Laparoscopic surgery in the obese: Safe techniques
Increases in atelectasis, wound infection, and other risks after laparotomy point to laparoscopy as the safer route.
Zeroing in on pneumoperitoneum
What are the effects of pneumoperitoneum and posture in obese women undergoing gynecologic laparoscopy? A recent study13 compared 8 morbidly obese patients with 9 normal-weight controls and confirmed previous evidence that morbidly obese, supine, anesthetized patients have a 68% increase in inspiratory resistance and a 30% decrease in static pulmonary compliance, compared with controls. Pneumoperitoneum further increases this resistance and diminishes compliance.
Oxygenation is not affected
Somewhat surprisingly, this study did not detect significant changes in respiratory mechanics with head down or up positioning, and despite the exacerbation of pulmonary mechanics with pneumoperitoneum, there was no significant change in oxygenation.
The conclusion: While pneumoperitoneum impairs respiratory mechanics during anesthesia in the obese, body mass is the only variable that significantly affects oxygenation. If an obese patient can tolerate anesthesia and supine positioning—necessary for both laparoscopy and laparotomy—she is likely to tolerate changes in position and pneumoperitoneum as well.

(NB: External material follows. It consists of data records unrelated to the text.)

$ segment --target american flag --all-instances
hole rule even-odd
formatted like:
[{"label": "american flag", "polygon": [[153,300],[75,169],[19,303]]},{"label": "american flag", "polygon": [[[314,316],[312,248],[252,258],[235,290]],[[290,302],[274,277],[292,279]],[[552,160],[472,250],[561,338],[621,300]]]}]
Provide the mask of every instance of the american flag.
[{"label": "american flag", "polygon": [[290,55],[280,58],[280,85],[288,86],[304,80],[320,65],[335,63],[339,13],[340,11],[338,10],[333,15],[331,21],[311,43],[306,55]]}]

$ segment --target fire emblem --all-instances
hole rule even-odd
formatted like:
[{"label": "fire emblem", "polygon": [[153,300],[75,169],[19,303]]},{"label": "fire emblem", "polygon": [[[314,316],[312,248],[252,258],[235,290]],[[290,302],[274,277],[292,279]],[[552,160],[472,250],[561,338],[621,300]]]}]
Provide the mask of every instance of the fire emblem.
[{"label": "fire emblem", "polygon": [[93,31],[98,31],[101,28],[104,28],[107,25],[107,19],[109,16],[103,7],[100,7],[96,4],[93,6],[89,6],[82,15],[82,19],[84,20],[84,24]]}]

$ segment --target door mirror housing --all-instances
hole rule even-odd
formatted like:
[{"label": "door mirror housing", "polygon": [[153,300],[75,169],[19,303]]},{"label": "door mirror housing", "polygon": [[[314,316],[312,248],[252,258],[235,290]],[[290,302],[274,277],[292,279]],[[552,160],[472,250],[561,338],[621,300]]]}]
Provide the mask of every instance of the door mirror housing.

These findings also hold true in patients undergoing bariatric surgery,14 with no significant differences in respiratory mechanics or arterial oxygenation during either laparoscopic or laparotomic surgery.
Virtually all procedures are safe
In gynecology alone, practically all of the procedures commonly performed in women of normal weight have been studied and found to be safe in obese patients. They include adnexal surgery, myomectomy, total laparoscopic hysterectomy,15-18 management of tubal ectopic pregnancy,19 endometrial cancer,20 and pelvic/periaortic lymph node dissection.20,21
Two ways of comparing outcomes
Well-designed studies tend to fall into 2 camps: those that compare laparoscopy in obese patients with laparoscopy in nonobese patients, and those that compare laparoscopy in obese patients with laparotomy in obese patients.
- A review of the gynecologic literature in the first camp15-18,22-24 reveals little to no difference between cohorts with respect to estimated blood loss, operative and postoperative complications, and hospital stay. The nongynecologic literature on laparoscopy in obese versus nonobese patients tends to corroborate these findings, with an overall trend toward increased operating times and conversion rates.25-30
- In comparing laparoscopy with laparotomy, researchers found that total operative time tends to rise with laparoscopy.20,21,31 Otherwise, laparoscopy confers benefit or no difference with respect to hospital stay, postoperative pain, estimated blood loss, lymph node counts, postoperative complications (fever, ileus, wound infection), convalescence, and total medical cost.32,33
If no allergies or contraindications exist, give 1 to 2 g of a first-or second-generation cephalosporin intravenously 20 to 30 minutes prior to anesthesia induction.
Sequential compression devices. Since both obesity and gynecologic surgery are risk factors for deep venous thrombosis, use large sequential compression devices on the lower extremities, beginning before induction of anesthesia.
Position the patient for optimal access
Only 1 recent publication explores this issue in obese laparoscopy patients. Lamvu et al5 advocate the armstucked (“military”), low lithotomy position, with liberal padding on the legs and arms and a gel pad under the lower back. They also recommend stationary shoulder blocks to help maintain positioning in the Trendelenburg (head down) position, and they use clamps, gauze, weights, and tape to maintain the panniculus in its caudad position.
Novel technique realigns umbilical axis. We, too, use padding liberally on all pressure points, but do not weight the panniculus. In fact, we prefer its cephalad migration in the Trendelenburg position. Pelosi and Pelosi6 describe a useful technique to realign the umbilical axis cephalad before placing the first trocar (FIGURE). Once the Trendelenburg position is attained (after initial trocar placement), this cephalad position eases ancillary port placement.
Tucking 1 arm facilitates surgery, anesthesia access. Tucking both arms is ideal but not always feasible. It is especially problematic when adipose tissue surrounding the biceps makes the military position impossible. Further, anesthesiologists may be unwilling to abandon access to the peripheral intravenous site, since placement and emergency replacement can be difficult.
Central venous access is always an option but is not without risk and should be avoided, if possible. A creative alternative: Tuck the nonaccessed arm at the patient’s side and place the other arm over the chest. Maintain this position by tucking a sheet over the chest. This gives the anesthesia team access to 1 arm while facilitating ideal surgeon positioning.
Do not use shoulder blocks when the patient’s arms are extended, as this increases the risk of brachial plexus injury should the patient slide.
Success hinges on port placement, pneumoperitoneum
The success or failure of most laparoscopic surgeries is determined in the initial minutes during placement of the operative ports. This is especially true in obese patients. No single variable is more important to successful laparoscopy in obese patients than the establishment of pneumoperitoneum.